Cathy took a flustered step backwards, bumping into the car. “Watch your language in front of my child.”
“Fuck you, lady.” Mitch grabbed Billy by the sleeve and pulled him toward their car.
Cathy hurried back into the driver’s seat, white in the face. The car accelerated, then left the driveway at an odd angle, scouring the tailpipe on the curb.
“Billy wants to help,” said Jenny. “He tried to save me.”
Cathy was breathing too fast. She sat with her shoulders high and tight. She should have at least tried to put on a calm front for her daughter’s sake. But Cathy offered not one word of reassurance. I had planned to draw them closer, and I could have sat between them now and taken their hands, but I didn’t want to touch Cathy. It angered me that she offered Jenny no sympathy. I didn’t want to try to make Cathy a better mother. I wanted to comfort Jenny myself. Someone had to protect the girl.
Even though she might not hear, I leaned forward and whispered to the back of Jenny’s head of gold hair, “Don’t worry. Everything will be all right.”
“Why wouldn’t you open the door?” Cathy asked her.
“The door?” said Jenny. “You mean the bathroom door?”
“Yes, the bathroom
door!” Cathy, who hadn’t fastened her safety belt, now tried to force the strap over her chest, but it had locked in place.
“I don’t know.” Jenny peered into the back seat, looking through me. “Maybe I didn’t want to get out of the tub.” Then she asked, “Who else was at the house?”
“What?” Cathy glanced at her. “You mean Billy’s brother?”

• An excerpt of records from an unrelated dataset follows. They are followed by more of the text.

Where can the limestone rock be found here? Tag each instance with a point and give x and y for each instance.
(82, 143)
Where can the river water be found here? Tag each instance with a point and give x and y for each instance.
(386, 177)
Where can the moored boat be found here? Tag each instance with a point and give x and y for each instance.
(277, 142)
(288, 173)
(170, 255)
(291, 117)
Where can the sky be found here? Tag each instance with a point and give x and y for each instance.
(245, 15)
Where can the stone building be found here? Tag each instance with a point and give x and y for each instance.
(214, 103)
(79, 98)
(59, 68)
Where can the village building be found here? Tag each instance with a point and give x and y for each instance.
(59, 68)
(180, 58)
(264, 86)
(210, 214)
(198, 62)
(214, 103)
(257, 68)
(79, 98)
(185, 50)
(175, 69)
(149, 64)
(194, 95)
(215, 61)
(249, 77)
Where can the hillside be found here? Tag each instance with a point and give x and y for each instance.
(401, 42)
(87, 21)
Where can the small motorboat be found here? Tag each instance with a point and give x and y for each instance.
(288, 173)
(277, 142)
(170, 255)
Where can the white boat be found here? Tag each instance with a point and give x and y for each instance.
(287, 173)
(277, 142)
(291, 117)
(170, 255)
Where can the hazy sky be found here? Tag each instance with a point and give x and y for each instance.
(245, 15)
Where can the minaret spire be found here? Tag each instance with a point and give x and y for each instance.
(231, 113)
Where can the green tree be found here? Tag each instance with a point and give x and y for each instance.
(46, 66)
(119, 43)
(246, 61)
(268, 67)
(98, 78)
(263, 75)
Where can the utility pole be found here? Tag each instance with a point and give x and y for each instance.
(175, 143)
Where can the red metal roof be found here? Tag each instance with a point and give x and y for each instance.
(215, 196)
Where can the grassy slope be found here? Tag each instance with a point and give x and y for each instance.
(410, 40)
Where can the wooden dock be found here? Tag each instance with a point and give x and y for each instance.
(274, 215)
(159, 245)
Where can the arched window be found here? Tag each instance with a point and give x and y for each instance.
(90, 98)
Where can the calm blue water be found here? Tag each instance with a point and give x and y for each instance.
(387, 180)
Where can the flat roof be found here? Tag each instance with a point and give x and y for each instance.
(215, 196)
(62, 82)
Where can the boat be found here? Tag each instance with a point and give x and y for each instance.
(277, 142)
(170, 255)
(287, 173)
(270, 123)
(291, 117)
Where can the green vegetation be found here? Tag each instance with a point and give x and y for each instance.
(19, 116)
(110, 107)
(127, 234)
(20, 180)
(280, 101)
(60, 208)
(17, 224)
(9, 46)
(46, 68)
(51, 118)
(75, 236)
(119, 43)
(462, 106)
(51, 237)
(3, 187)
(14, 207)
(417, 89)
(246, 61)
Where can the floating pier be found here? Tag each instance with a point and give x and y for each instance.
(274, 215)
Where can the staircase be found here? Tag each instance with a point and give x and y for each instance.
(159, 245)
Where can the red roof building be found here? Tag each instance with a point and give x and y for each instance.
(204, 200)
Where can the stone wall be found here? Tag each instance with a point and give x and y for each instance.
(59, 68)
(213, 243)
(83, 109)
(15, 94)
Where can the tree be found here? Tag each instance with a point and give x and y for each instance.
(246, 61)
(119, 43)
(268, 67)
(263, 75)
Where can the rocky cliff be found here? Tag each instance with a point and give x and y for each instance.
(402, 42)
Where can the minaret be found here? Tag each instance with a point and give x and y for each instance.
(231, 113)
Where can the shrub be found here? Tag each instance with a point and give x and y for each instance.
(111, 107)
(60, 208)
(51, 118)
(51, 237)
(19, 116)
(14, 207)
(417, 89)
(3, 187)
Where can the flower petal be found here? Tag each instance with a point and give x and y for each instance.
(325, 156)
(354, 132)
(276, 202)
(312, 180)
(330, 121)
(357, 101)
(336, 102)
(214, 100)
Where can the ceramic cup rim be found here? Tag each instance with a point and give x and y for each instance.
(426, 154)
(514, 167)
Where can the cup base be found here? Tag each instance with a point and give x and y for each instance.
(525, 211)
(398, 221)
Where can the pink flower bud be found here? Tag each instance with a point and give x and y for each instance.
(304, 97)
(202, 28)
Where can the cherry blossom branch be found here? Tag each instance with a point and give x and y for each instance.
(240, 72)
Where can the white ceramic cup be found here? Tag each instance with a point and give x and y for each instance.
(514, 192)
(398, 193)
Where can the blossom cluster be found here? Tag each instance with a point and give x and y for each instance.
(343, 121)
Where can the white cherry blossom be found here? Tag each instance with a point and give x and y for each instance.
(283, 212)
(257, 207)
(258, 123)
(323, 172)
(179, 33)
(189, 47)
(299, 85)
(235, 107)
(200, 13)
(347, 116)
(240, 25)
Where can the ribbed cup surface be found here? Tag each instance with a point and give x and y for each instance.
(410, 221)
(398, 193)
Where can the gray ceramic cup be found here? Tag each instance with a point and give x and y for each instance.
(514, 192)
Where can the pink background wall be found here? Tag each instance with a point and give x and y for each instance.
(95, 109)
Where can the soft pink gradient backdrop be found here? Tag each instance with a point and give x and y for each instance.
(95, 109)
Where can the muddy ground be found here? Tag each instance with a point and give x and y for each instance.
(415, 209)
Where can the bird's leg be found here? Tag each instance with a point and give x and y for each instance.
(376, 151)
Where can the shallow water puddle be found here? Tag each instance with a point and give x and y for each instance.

“No,” said Jenny. “Wasn’t there someone else in the bathroom?”
CHAPTER 9
Helen
WHAT ARE YOU TALKING ABOUT?” said Cathy.
A queer tremor rippled through me. I was the someone who had been in the bathroom with them, standing beside the tub.
“Other than that boy?” Cathy asked.
Jenny caught sight of something outside the car—she pivoted in her seat. I wondered what had captured her attention. We passed store window displays filled with autumn leaves and the silhouettes of crows.
“Why are there pumpkins everywhere?” she asked.
I didn’t know exactly how long Jenny had been away from her body before I entered it, but I knew it must be unsettling to be thrown blindly back into her life. If she could have seen me, I would have smiled at her, because her mother’s expression was far from soothing.
“What is wrong with you?” Cathy demanded. “How many pills did you really take?”
Jenny stared at her mother as if something was missing—I could see it in her blue eyes and feel it in the trembling of her narrow shoulders. She was afraid.
“Mom?” Jenny asked. “Where’s Daddy?”
Cathy started weeping as she drove. “He’s probably at her house.”
“Whose house?”
But Cathy wouldn’t answer. She muttered to herself and strangled the steering wheel with twisting fists. She drove past a stop sign without slowing down and did not seem even to hear the honking horns. This danger she was exposing her child to made me wish I could take over Cathy’s body the way I had Jenny’s.